- Coordinates: 48°06′42″N 117°35′12″W﻿ / ﻿48.1117592°N 117.5866332°W
- Lake type: open lake
- Basin countries: United States
- Max. length: 1.46 mi (2.35 km)
- Max. width: 1.1 mi (1.8 km)
- Surface area: 1,146 acres (464 ha)
- Max. depth: 78 ft (24 m)
- Surface elevation: 2,482 feet (757 m)

= Deer Lake (Washington) =

Deer Lake is a lake in southeastern Stevens County in the U.S. state of Washington. The lake is part of the Colville River drainage basin in the southern Selkirk Mountains. It is approximately 12 miles southeast of Chewelah and 12 miles northwest of Deer Park. It is a popular destination for fishing, with a dozen species to catch, as well as watersports.

==Geography==
Deer Lake covers 1,146 acres in a mountainous area of southeastern Stevens County. Highway 395 runs approximately two miles to the west, with access to the lake provided by Deer Lake Road. There is public access to the lake in the southwest corner at the outlet, at Washington Department of Fish and Wildlife facility. Otherwise, the shoreline is lined with private property.

== Wildlife ==
Deer Lake in Stevens County is home to many different species of wildlife. Most abundant in Deer Lake’s waters are many different types of fish.

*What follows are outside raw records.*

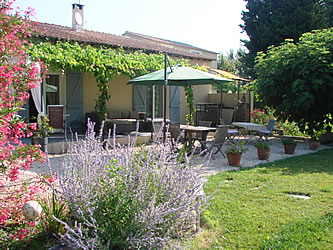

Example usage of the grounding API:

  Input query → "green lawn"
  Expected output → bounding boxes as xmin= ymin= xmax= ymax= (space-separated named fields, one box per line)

xmin=188 ymin=149 xmax=333 ymax=249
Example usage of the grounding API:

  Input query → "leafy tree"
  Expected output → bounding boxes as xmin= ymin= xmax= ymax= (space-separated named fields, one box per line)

xmin=254 ymin=28 xmax=333 ymax=135
xmin=217 ymin=48 xmax=248 ymax=78
xmin=213 ymin=48 xmax=249 ymax=93
xmin=240 ymin=0 xmax=333 ymax=75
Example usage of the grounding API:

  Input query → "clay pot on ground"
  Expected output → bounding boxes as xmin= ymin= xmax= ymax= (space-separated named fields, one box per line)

xmin=31 ymin=136 xmax=48 ymax=152
xmin=227 ymin=153 xmax=242 ymax=166
xmin=309 ymin=141 xmax=320 ymax=150
xmin=257 ymin=148 xmax=271 ymax=160
xmin=284 ymin=144 xmax=297 ymax=155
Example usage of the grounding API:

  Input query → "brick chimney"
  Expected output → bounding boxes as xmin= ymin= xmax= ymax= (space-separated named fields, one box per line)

xmin=72 ymin=3 xmax=84 ymax=30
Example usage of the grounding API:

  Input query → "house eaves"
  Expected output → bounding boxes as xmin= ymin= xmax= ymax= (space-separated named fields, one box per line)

xmin=37 ymin=23 xmax=216 ymax=61
xmin=123 ymin=31 xmax=218 ymax=54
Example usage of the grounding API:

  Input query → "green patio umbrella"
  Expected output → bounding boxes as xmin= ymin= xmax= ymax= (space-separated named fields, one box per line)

xmin=128 ymin=54 xmax=232 ymax=140
xmin=129 ymin=65 xmax=232 ymax=87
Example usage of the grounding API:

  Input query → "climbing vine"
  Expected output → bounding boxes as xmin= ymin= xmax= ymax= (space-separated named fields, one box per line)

xmin=28 ymin=41 xmax=188 ymax=119
xmin=184 ymin=86 xmax=195 ymax=125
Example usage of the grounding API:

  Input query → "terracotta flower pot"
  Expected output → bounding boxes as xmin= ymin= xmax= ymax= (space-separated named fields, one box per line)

xmin=257 ymin=148 xmax=271 ymax=160
xmin=31 ymin=137 xmax=48 ymax=152
xmin=227 ymin=153 xmax=242 ymax=166
xmin=284 ymin=144 xmax=297 ymax=155
xmin=309 ymin=141 xmax=320 ymax=150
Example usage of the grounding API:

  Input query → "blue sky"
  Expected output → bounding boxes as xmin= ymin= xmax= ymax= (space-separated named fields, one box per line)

xmin=15 ymin=0 xmax=247 ymax=52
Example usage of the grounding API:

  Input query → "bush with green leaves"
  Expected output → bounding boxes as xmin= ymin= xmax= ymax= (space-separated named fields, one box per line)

xmin=53 ymin=122 xmax=208 ymax=249
xmin=255 ymin=28 xmax=333 ymax=135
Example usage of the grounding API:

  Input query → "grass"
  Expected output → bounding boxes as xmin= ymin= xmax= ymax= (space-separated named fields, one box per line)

xmin=186 ymin=149 xmax=333 ymax=249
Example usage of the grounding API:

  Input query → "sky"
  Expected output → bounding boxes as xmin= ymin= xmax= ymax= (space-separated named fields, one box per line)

xmin=15 ymin=0 xmax=247 ymax=53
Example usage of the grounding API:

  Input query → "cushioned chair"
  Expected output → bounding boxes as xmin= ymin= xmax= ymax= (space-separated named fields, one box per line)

xmin=256 ymin=120 xmax=276 ymax=141
xmin=200 ymin=125 xmax=229 ymax=159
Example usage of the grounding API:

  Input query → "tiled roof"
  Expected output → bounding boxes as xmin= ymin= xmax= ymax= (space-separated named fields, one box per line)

xmin=38 ymin=23 xmax=216 ymax=61
xmin=209 ymin=68 xmax=251 ymax=82
xmin=123 ymin=31 xmax=218 ymax=54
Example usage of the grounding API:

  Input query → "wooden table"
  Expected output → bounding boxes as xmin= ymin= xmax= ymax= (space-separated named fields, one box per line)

xmin=180 ymin=125 xmax=216 ymax=144
xmin=231 ymin=122 xmax=266 ymax=142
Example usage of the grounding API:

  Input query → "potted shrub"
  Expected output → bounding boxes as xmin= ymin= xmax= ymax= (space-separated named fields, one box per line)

xmin=225 ymin=141 xmax=247 ymax=166
xmin=309 ymin=131 xmax=320 ymax=150
xmin=254 ymin=141 xmax=271 ymax=160
xmin=31 ymin=115 xmax=54 ymax=152
xmin=282 ymin=138 xmax=297 ymax=154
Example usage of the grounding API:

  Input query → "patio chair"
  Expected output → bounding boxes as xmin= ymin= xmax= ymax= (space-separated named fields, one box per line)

xmin=152 ymin=121 xmax=164 ymax=141
xmin=198 ymin=121 xmax=212 ymax=127
xmin=200 ymin=125 xmax=229 ymax=159
xmin=227 ymin=129 xmax=239 ymax=143
xmin=169 ymin=124 xmax=185 ymax=148
xmin=256 ymin=119 xmax=276 ymax=141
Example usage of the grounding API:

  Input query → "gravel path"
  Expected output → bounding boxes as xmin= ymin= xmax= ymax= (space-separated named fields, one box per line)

xmin=22 ymin=138 xmax=332 ymax=180
xmin=198 ymin=138 xmax=332 ymax=175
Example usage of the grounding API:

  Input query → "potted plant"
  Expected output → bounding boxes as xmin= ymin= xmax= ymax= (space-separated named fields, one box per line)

xmin=31 ymin=115 xmax=54 ymax=151
xmin=254 ymin=141 xmax=271 ymax=160
xmin=225 ymin=141 xmax=247 ymax=166
xmin=309 ymin=131 xmax=320 ymax=150
xmin=282 ymin=138 xmax=297 ymax=154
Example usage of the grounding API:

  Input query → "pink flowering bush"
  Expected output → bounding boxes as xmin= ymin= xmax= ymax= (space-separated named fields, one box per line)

Many species of fish in Deer Lake are stocked annually by local hatcheries. Some of the species of fish you may find in Deer Lake include the yellow perch, rainbow trout, black crappie, smallmouth bass, pumpkinseed, and others. Other species often found in Stevens County include many different birds and mammals. Some of the species found wandering the lands and sky include the red-tailed hawk, bald eagle, and white-tailed deer.

== Fishing ==
The wide selection of fish and the legality of two-pole fishing in Deer Lake adds to its recreational appeal. On February 16th, 2024, the Washington Fish and Wildlife Commission held a web conference to discuss the restrictions regarding recreational fishing in Deer Lake. At this meeting, a motion was made that called for the open fishing season to become year-round instead of seasonal, and also called to add a limit of 5 to the amount of lake trout that can be caught in one day. This motion was unanimously passed.

== Water Quality ==
A water quality sampling was conducted on August 5th, 2024 in Deer Lake’s water. This study detected 0.304 parts per million of nitrate. This level is below the maximum contaminant level of 10 ppm (parts-per notation) and also within the State Reporting Level of 0.5 ppm. While this water was found to comply with water quality standards, there was still Nitrate contamination. These contaminants likely stemmed from runoff carrying fertilizer chemicals, septic tank leakage, and other natural erosion.